Friday, August 27, 2010

Ghost hunt goes wrong - new ghost added


I couldn't help but snort cynically at a news report from North Carolina.

A man who was with about a dozen people who were looking for a legendary "ghost train" in Iredell County was hit by a locomotive and killed early Friday morning.

. . .

The train was rounding a curve and approaching a trestle over Boston Creek just prior to Buffalo Shoals Road when it struck a man on the trestle, Chapman said.

Christopher Kaiser, 29, died at the scene and two more people were injured, according to Iredell County Sheriff Phillip Redmond. Kaiser's body was found below the trestle down a steep incline, he said.

The injured patients were airlifted to a local hospital. Their condition was not immediately known.

"During the investigation, witnesses told deputies they were at the site in hopes of seeing a 'ghost train'," the Iredell County sheriff's office said in a press release.

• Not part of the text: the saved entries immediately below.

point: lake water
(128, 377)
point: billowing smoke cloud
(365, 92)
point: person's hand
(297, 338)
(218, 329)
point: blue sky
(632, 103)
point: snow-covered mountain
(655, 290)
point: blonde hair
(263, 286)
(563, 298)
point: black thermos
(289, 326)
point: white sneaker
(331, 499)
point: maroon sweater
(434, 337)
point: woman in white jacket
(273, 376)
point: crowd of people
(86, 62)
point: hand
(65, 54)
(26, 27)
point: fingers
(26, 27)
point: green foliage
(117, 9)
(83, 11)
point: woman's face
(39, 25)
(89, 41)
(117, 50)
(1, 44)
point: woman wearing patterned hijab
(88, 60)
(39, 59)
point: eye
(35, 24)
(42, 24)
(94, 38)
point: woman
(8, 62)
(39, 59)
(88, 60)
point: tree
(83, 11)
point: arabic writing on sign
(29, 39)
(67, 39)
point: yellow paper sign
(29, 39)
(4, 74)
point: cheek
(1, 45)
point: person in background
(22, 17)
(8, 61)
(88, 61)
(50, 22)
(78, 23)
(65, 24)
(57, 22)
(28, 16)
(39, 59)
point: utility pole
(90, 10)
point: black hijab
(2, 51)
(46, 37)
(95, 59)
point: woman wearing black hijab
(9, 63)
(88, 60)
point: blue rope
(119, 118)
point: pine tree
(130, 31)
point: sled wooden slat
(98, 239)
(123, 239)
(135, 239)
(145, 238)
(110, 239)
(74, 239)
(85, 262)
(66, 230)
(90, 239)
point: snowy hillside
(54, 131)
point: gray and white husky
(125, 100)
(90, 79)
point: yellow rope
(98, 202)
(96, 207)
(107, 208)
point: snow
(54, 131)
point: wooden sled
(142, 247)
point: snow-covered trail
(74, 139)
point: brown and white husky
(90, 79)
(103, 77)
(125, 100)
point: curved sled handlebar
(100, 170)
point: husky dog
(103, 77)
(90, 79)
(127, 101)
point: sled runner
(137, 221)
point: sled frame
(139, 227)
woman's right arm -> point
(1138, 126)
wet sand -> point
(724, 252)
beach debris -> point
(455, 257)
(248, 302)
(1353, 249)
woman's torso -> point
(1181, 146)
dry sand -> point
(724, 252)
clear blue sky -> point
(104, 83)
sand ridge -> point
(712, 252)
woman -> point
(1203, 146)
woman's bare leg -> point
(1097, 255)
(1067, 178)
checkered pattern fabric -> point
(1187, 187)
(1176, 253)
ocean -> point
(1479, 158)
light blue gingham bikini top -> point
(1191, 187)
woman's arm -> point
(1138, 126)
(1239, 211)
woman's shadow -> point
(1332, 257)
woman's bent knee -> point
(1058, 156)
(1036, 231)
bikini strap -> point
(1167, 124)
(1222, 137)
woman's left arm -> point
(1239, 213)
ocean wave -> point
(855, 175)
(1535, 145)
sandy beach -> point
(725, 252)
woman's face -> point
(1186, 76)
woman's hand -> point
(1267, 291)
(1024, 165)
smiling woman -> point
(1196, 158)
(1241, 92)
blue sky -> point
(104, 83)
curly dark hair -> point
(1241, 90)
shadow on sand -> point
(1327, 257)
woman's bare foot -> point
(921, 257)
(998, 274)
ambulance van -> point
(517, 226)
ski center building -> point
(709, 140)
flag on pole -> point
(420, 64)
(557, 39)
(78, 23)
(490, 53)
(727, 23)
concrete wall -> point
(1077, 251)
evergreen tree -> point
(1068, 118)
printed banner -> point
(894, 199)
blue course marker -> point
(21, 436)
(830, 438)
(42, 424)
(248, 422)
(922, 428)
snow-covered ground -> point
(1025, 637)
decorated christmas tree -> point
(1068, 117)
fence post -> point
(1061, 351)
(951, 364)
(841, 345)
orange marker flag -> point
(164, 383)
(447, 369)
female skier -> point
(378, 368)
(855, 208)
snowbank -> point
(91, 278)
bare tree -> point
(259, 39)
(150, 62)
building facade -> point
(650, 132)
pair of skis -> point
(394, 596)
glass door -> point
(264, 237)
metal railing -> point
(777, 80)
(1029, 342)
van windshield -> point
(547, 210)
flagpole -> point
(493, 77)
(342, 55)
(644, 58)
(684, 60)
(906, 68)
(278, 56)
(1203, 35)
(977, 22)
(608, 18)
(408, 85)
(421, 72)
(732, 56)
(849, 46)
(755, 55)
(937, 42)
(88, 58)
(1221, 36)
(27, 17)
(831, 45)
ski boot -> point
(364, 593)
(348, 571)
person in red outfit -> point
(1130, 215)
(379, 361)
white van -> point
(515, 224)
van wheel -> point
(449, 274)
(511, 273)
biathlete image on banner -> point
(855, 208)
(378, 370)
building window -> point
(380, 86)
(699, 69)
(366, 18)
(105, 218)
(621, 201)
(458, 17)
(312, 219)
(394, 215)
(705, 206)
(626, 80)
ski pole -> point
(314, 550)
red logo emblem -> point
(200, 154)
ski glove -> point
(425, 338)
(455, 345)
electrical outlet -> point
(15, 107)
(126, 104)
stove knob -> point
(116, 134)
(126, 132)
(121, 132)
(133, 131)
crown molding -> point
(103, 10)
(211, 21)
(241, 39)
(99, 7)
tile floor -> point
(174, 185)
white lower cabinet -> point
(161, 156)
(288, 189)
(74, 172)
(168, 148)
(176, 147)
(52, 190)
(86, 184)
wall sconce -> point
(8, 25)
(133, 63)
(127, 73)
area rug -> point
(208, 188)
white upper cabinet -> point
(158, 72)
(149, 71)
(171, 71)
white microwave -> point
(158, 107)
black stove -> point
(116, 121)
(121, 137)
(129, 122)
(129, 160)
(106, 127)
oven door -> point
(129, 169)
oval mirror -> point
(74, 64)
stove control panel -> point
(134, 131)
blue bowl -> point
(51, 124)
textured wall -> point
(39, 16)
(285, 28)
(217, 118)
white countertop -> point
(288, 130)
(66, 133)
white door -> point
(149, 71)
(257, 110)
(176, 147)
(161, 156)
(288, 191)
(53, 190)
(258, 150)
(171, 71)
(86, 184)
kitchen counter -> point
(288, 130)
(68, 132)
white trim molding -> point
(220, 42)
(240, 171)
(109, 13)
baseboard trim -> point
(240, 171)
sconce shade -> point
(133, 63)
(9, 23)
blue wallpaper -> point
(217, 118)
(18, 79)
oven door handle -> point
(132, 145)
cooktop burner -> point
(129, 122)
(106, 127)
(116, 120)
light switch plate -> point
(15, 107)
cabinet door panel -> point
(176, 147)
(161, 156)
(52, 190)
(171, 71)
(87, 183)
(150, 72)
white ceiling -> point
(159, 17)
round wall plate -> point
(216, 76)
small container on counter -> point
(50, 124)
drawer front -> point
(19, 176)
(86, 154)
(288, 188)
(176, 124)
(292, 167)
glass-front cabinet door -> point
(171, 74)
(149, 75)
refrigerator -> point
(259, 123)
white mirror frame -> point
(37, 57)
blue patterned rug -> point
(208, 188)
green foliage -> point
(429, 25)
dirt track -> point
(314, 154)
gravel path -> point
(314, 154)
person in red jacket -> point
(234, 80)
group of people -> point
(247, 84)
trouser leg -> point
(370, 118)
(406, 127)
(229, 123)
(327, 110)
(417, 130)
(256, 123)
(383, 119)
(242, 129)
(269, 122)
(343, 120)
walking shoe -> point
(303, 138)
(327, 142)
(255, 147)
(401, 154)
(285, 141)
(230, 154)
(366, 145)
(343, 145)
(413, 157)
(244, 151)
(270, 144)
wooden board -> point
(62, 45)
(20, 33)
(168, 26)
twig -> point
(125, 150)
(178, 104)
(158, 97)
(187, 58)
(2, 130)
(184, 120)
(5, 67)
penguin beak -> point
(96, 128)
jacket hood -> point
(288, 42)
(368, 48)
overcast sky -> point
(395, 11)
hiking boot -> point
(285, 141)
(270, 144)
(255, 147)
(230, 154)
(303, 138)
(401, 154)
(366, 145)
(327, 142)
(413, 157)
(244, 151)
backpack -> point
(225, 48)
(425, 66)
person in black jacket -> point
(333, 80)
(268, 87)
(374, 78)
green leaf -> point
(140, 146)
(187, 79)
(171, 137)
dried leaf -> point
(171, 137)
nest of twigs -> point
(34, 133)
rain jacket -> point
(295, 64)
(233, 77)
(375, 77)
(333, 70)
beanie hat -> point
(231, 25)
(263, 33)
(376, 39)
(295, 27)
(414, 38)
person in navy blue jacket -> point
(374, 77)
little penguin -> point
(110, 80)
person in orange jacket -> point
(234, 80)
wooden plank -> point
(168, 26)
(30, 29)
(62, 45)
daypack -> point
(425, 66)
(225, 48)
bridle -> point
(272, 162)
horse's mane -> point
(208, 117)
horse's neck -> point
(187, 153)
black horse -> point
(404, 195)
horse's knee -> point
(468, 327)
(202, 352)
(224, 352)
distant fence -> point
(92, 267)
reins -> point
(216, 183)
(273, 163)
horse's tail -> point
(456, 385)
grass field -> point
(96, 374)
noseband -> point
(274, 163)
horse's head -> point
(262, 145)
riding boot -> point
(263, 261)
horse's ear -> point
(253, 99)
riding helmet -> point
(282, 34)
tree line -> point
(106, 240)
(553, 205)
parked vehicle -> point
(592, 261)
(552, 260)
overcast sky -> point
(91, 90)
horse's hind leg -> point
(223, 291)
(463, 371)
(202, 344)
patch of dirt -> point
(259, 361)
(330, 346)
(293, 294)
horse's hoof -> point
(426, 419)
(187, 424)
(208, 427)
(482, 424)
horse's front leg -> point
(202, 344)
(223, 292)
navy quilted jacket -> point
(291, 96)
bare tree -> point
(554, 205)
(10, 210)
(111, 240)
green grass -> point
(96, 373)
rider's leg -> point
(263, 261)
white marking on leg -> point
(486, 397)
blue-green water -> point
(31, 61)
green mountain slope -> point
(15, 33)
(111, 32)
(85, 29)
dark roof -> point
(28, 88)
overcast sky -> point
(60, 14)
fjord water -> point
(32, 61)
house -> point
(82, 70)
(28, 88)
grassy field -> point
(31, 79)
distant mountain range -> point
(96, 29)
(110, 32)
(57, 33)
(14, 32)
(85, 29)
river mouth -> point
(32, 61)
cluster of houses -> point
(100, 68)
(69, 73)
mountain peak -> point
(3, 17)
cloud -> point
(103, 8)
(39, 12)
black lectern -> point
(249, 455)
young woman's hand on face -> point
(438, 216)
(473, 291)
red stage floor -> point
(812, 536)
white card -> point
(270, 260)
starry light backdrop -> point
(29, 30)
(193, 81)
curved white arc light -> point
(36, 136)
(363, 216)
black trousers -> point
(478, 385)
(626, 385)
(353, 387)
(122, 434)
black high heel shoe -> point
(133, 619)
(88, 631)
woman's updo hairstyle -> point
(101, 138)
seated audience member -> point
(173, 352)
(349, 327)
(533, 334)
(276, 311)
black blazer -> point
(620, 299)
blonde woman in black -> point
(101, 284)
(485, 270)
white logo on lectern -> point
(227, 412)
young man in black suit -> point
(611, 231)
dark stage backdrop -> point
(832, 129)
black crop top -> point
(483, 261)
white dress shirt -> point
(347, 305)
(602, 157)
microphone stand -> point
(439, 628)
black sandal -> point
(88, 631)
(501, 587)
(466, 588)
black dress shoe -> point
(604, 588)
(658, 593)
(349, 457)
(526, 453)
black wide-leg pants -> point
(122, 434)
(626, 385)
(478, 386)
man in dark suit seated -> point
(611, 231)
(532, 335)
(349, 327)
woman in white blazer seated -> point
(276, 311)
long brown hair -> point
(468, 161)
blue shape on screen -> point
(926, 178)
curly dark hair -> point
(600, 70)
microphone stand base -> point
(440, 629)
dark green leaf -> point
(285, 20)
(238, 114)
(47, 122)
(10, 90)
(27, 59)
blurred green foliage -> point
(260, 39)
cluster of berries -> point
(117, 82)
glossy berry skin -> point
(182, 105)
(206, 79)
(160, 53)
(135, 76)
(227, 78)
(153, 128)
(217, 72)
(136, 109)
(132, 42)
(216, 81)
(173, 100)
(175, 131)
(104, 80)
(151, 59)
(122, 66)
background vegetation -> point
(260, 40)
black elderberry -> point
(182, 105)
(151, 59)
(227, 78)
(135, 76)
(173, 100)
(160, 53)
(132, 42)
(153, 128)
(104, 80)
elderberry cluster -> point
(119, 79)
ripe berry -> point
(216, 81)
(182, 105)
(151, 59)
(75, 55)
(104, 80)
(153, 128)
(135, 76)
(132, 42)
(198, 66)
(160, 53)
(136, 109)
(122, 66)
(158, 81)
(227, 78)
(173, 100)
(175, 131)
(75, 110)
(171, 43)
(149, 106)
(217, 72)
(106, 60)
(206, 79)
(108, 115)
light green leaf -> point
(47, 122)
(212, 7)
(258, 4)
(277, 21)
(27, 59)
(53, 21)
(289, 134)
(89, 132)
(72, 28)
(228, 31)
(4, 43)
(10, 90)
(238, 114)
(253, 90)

The sheriff said the incident coincided with the anniversary of a train wreck that occurred at the same location in 1891.


There's more at the link.

Let's see now. In all of recorded human history, there has never, repeat, never been a single verified, proven instance of 'ghosts' or 'haunting' or whatever.

Not one.

So, a dozen supposedly 'modern', 'educated' people decide to go walking along an active, in-use railway line, in the dead of night, in the hope that they're going to find something that anyone with half an ounce of common sense could tell them does not exist. Instead, they find an all too real train - or, rather, it finds them - and give its driver a permanent case of the shakes for hitting them (not that it was in any way his fault, of course). Way to go, idiots!

Oh, well . . . at least, if their daft ideas hold any water, there's now another 'ghost' at the site!

*Sigh*

Peter

3 comments:

Bill N. said...

Hopefully he didn't pollute the gene pool before he bought it.

Anonymous said...

I suspect that sobriety wasn't part of the search package.

Antibubba

Anonymous said...

I feel bad for the engineer; That he (the engineer) did nothing wrong probably won't do much to help he with the trauma.